No acute toxicity studies are available for the target substance. As the target substance is an analogue to the substances called xanthates, and the acute toxicity study results are available for these structural analogue substances this data was used to evaluate the acute toxicity to fish of the target substance. The read-across justifications are presented in Annex of the CSR.

All together six studies are available on acute toxicity of analogue substances potassium amyl xanthate (PAX) or potassium isobutyl xanthate (PIBX) to fish. One of them has been conducted in compliance with standard test methods, and three more have been reported with sufficient details to be scientifically acceptable (Klimisch 2).

The most recent study of Hoecst (1987c) determined acute toxicity of a read-across substance potassium isobutyl xanthate to fish (Danio rerio, former name Brachydanio rerio) in a static test in accordance with OECD 203 under GLP. The 96-h LC50 (mortality) was 10 - 100 mg/L. The results of this study was selected as a key value for CSA since it was conducted according to guidelines and considered as the most reliable study to be used for classification and labeling purposes.

The supporting study of Bertills et al. (1986) assessed acute toxicity of four xanthates to yearlings of atlantic salmon (Salmo salar) in a semi-static freshwater system, with daily renewal of test solutions. The arithmetic mean of the 96-h LC50 for a read-across substance PAX was 11 mg/L at 15 oC and pH 7.0. The study also observed that xanthates increased considerably toxicity of lead and cadmium to fish, and the accumulation rate of lead in fish liver.

Two older supporting studies of Fuerstenau et al. (1974) and Webb et al. (1976) were conducted on a series of xanthates with rainbow trout (Oncorhyncuss mykiss, former name Salmo gairdneri). Both studies were assessed to have restrictions in the reported methods and statistics, even if they were published in peer viewed publications, The obtained the 96-h LC50 values for different commercial grades of the read-across substance PAX were within the range of 18 to 80 mg/L fitting well in the result of the key study (10 - 100 mg/L).

Furstenau et al. (1974) reported an increase in breathing movements of the fish, which caused an increase in the volume of test solution to pass over the gill surfaces. Two possible toxicity mechanisms were proposed: 1) absorption through the lamellae and reaction with hemoglobin, or 2) adsorption on the gill surfaces resulting in interference with gas exchange. Increase of temperature from 12 to 16 and 20 oC was found to increase the acute aquatic toxicity. The findings could be linked with the synergistic toxic effect of xanthates with metals reported by Bertills et al. (1986).

Hawley (1977) reports several reviews on acute toxicity data of (older) short term bioassays. The 96-h median tolerance level of the minor constituent potassium amyl xanthate on freshwater fish Pimephales promelas was 1.8 - 180 mg/L and on Nothopsis atherinoides 10 - 100 mg/L. As the details on the materials, methods and study results were not reported, the results were rated as not reliable (Klimisch 3).

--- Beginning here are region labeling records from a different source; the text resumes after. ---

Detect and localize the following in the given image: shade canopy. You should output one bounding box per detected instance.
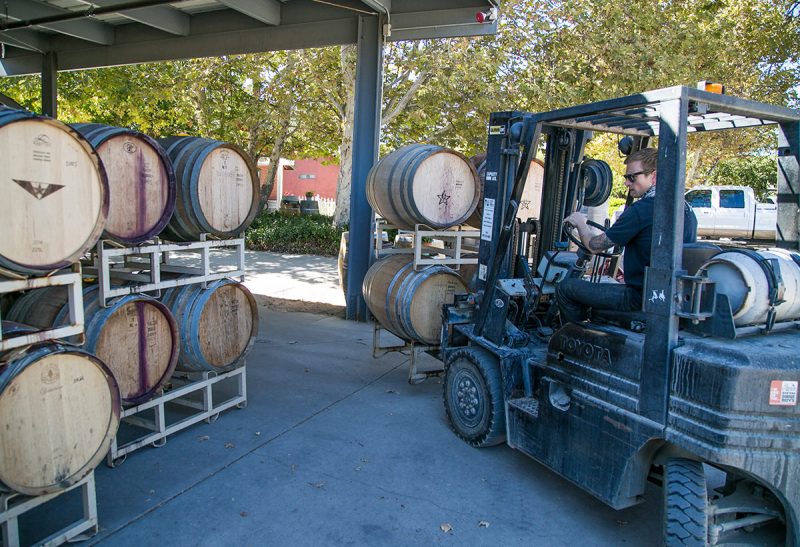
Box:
[0,0,497,76]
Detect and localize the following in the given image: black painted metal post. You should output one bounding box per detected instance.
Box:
[639,96,689,425]
[42,51,58,118]
[777,122,800,250]
[347,15,383,321]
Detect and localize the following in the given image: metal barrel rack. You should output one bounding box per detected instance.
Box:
[83,234,247,467]
[106,364,247,467]
[83,238,245,307]
[373,218,481,271]
[372,218,480,384]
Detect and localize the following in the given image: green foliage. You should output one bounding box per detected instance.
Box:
[245,212,347,256]
[707,156,778,200]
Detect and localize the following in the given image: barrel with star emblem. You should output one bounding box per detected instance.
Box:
[0,107,108,275]
[367,144,480,229]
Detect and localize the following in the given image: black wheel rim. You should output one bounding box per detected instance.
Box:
[450,369,486,428]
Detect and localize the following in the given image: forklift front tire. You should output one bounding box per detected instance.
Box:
[444,348,506,447]
[662,458,708,547]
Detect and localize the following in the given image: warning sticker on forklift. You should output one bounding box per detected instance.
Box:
[769,380,797,406]
[481,198,494,241]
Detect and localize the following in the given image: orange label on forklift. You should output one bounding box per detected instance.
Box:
[769,380,797,406]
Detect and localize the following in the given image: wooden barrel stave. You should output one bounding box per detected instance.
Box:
[72,124,176,245]
[362,255,467,345]
[9,286,180,405]
[367,144,479,229]
[159,137,260,241]
[0,338,120,496]
[162,279,258,372]
[0,109,109,275]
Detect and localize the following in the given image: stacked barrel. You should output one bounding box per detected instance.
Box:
[0,107,259,495]
[362,144,480,345]
[0,108,120,495]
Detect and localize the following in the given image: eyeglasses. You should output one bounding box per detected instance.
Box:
[622,169,653,182]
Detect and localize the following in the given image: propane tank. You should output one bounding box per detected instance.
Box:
[698,249,800,327]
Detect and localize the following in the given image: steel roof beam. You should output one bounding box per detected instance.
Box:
[2,0,114,46]
[220,0,281,25]
[0,29,50,53]
[82,0,192,36]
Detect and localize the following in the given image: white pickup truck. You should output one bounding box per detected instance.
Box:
[685,186,778,241]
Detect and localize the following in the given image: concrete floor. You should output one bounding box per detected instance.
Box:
[14,255,661,547]
[23,308,660,546]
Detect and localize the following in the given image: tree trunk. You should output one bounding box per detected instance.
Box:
[333,45,356,228]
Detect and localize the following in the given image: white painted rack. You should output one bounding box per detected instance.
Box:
[107,365,247,467]
[0,471,98,547]
[84,234,245,307]
[372,326,444,385]
[0,270,83,351]
[373,219,481,270]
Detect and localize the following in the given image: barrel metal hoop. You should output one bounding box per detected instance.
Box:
[384,262,414,333]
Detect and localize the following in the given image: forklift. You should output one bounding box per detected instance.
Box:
[439,82,800,546]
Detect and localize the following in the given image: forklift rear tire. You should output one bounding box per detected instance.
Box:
[662,458,708,547]
[444,348,506,447]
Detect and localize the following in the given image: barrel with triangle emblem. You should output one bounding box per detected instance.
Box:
[0,107,108,275]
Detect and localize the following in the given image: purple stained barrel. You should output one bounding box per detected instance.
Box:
[72,123,176,245]
[0,321,120,496]
[8,286,180,405]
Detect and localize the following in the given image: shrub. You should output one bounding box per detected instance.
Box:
[245,211,342,256]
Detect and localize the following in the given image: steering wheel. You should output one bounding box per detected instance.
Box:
[564,219,622,258]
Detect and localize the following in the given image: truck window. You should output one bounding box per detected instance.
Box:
[686,190,711,207]
[719,190,744,209]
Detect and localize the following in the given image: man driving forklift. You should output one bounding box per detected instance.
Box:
[555,148,697,323]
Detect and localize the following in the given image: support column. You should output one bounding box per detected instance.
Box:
[776,122,800,251]
[347,15,383,321]
[42,51,58,118]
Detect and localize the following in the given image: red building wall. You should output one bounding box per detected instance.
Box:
[262,159,339,200]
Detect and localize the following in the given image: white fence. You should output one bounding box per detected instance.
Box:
[314,196,336,217]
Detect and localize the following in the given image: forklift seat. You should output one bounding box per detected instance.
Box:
[591,241,722,332]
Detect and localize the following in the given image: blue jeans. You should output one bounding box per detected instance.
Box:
[556,278,642,323]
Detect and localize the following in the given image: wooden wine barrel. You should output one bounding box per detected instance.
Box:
[362,254,467,345]
[465,155,544,228]
[367,144,480,229]
[72,123,175,245]
[0,334,120,496]
[0,107,108,275]
[159,137,260,241]
[8,286,180,405]
[162,279,258,372]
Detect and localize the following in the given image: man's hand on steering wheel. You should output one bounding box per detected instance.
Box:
[563,212,622,258]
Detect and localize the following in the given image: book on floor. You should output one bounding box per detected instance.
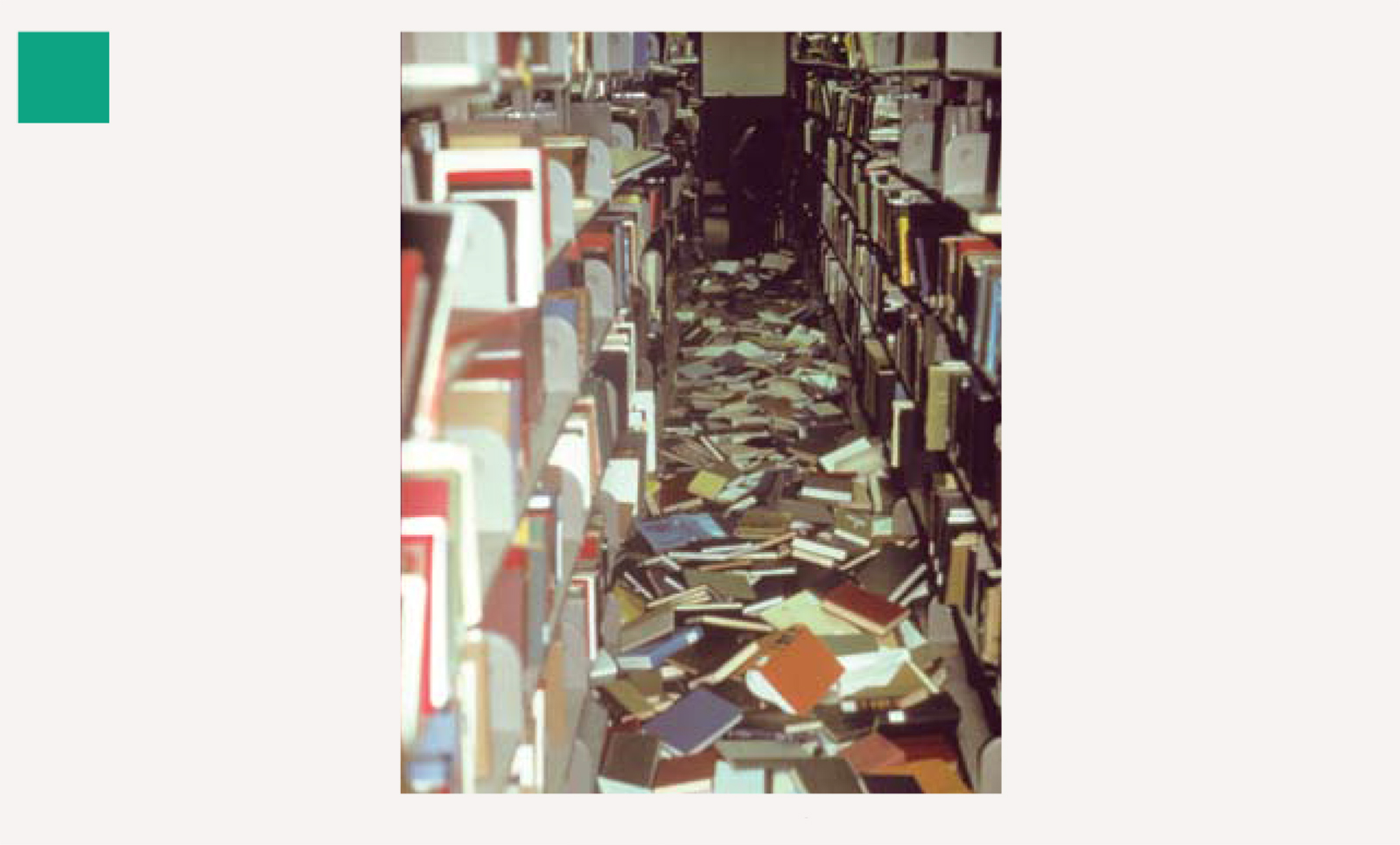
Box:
[644,687,744,756]
[598,731,661,793]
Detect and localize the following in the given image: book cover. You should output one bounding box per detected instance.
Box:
[744,625,844,714]
[644,687,744,754]
[793,757,865,793]
[822,582,908,635]
[598,731,661,794]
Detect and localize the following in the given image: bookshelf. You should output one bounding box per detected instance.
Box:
[789,34,1001,766]
[401,27,695,792]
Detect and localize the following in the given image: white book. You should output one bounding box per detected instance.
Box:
[714,759,765,794]
[793,537,845,561]
[431,147,548,308]
[399,572,429,745]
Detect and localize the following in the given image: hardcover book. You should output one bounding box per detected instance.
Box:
[644,687,744,756]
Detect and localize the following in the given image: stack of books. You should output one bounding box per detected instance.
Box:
[593,253,969,793]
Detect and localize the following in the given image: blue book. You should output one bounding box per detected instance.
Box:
[637,513,726,554]
[982,271,1001,383]
[618,625,704,672]
[642,687,744,756]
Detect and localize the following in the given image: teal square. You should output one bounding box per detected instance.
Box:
[19,32,112,123]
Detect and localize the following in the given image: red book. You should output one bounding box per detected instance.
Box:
[822,581,908,637]
[842,730,905,772]
[745,625,845,715]
[399,249,423,349]
[399,478,452,714]
[446,170,535,191]
[651,747,719,792]
[889,733,957,764]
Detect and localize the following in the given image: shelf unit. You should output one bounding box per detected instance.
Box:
[403,66,686,792]
[789,32,1001,765]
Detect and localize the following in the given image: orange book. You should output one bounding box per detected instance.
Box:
[744,625,845,715]
[863,758,971,793]
[842,730,905,772]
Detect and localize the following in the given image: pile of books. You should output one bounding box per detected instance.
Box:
[592,253,969,793]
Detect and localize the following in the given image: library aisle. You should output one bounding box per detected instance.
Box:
[598,253,969,793]
[401,32,1001,793]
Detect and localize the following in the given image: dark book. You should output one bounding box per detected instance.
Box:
[877,693,959,738]
[793,757,865,793]
[861,775,924,794]
[856,543,928,602]
[598,733,661,793]
[822,582,908,635]
[644,687,744,754]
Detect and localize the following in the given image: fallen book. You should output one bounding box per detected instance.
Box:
[644,687,744,756]
[618,625,704,670]
[822,582,908,635]
[598,731,661,794]
[744,625,844,714]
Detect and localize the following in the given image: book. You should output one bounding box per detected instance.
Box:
[714,738,812,766]
[651,749,719,793]
[714,759,767,794]
[600,679,658,719]
[793,757,865,793]
[618,625,704,670]
[856,543,927,602]
[822,582,908,634]
[861,775,924,794]
[598,731,661,794]
[616,607,676,653]
[642,687,744,756]
[840,730,905,773]
[637,513,726,554]
[744,625,844,714]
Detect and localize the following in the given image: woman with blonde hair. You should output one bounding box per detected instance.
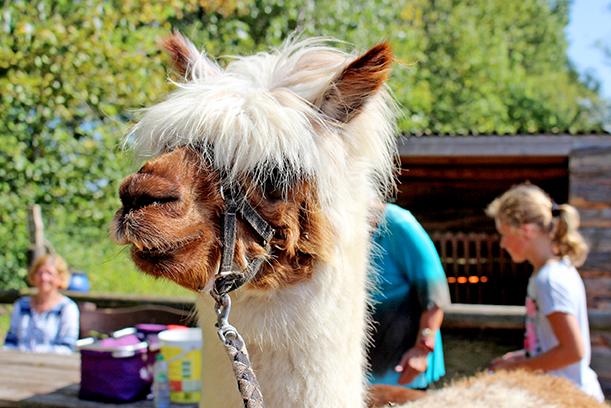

As the substance decomposes in water, the supporting studies on acute toxicity of the most critical degradation products were used in the exposure assessment. The 96-h LC50 of pentan-1-ol to Pimephales promelas is 452 mg/L,and the 96-h LC50 of carbon disulphide to Poecilia reticulata is 4 mg/L.

In conclusion, the lowest and the most relaible key value the 96-h LC50 of 10 mg/L was selected for CSA based on the result of Hoechst (1987c) on read across substance potassium isobutyl xanthate (PIBX).